EC:  Your character, Paul Rogers, seems to be a guinea pig to the scientists?

DB:  A friend of mine who is in the military told me it is all about the mission and personal safety does not come into the equation.  I guess guinea pigs are necessary to move the mission forward. I wanted to attack this from the human side, and the dark side of it all.  At some point this has to be tested on real people.  Their goal is to make the soldier more efficient, more combat ready, stronger, and with greater endurance. A lot of this can only happen with technology.  Is it a dark or sweet part?  General Robert E. Lee said. ‘It is well that war is so terrible – otherwise we would grow too fond of it.’ We don’t want to possibly change a person to being non-human.  I am not saying to stop the projects, but we must be skeptical and ask the necessary questions about modifying soldiers.

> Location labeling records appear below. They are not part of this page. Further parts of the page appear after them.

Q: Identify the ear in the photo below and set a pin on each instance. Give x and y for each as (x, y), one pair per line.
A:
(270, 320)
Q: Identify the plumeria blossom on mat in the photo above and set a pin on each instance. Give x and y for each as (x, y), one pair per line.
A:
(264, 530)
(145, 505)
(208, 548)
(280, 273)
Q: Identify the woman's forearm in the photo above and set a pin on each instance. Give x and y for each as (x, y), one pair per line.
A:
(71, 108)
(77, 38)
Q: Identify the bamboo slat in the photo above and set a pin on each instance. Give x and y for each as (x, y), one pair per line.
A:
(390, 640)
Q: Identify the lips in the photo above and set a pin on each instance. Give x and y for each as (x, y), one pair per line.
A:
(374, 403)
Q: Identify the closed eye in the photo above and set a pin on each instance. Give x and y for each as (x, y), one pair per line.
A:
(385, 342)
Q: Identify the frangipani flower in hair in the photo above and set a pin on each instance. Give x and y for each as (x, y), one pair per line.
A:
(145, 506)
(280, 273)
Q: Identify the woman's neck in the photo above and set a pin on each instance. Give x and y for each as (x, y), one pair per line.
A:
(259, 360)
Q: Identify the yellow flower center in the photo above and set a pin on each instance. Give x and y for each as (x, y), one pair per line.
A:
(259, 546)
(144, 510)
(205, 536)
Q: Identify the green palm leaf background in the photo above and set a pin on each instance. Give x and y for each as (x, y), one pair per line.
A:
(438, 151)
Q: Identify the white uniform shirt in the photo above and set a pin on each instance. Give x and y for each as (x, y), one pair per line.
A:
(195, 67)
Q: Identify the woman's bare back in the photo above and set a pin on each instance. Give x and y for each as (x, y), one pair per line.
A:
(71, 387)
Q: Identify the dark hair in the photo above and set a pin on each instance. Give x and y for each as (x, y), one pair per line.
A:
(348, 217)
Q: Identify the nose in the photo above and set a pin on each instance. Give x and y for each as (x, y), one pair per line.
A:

We must be aware that technology and humanism sometimes collide.

EC:  It was interesting how you were able to change Rogers from a psychopath to a sympathetic figure?

DB:  It was quite a challenge.  I started off with this guy who seemed like a monster, who has killed people.  Then I chipped away at the reader’s perception of him.  I tried to do it scene-by-scene, paragraph-by-paragraph, word-by-word, and action-by-action.  I hoped to peel away layers of this monster to show someone abused and modified.  It was a unique challenge to get people to care for this guy over the course of the book.

EC:  Is this a conspiracy theory book?

DB:  I wanted to explore different questions.  Where do all the dollars go that fund DARPA?  Who is behind the scenes controlling it?  Are they higher-ups that can never be touched?  Are these geo-political players who try to benefit themselves?

EC:  You seem to enjoy writing stories where the brain is affected?

DB:  Yes.  I think about how the brain defines personality, who someone is, and how they react to others.  When modified, changed, and pierced by artificial means the outcome is very scary.  Putting something together that is supposedly perfect is only in the eyes of the beholder.  It’s their definition of what is perfect.  Let’s not forget Hitler’s desire to create the perfect Aryan race. But I also wrote in this book about how Puller’s father is suffering from dementia, and he felt how he basically lost him.  It destroys people from within.

EC:  You continue that theme with the backstory on John Puller?

DB:  Yes.  In the first three Puller books I gave little teasers.  In this book I was able to go back and allow him to see his childhood through his own eyes.  I hoped to humanize him and deepen his character.  I showed how human beings memories are a funny thing.  John could not remember some things from his childhood that his brother, Robert, had.  We tend to embellish, de-emphasize, or banish to the dark corners of our memory different thoughts. His childhood memories were muddled.

EC:  Even with your Amos Decker series you continue the theme about the affect on our brains.

DB:  Yes.  He is a former NFL player who is unable to forget anything following a helmet-to-helmet crash.  This and the concussions affected him.  For me, it is now difficult to watch this sport, because I am thinking about how their brains will be gone.

EC:  Can you give a heads up about your next book?

DB:  It will be an Amos Decker story called THE FIX out in April. He takes on a case in Washington DC where he was a witness.  It is a clash between him and the inner workings of Washington DC.  I enjoy writing fiction that is based on realism and can be thought provoking.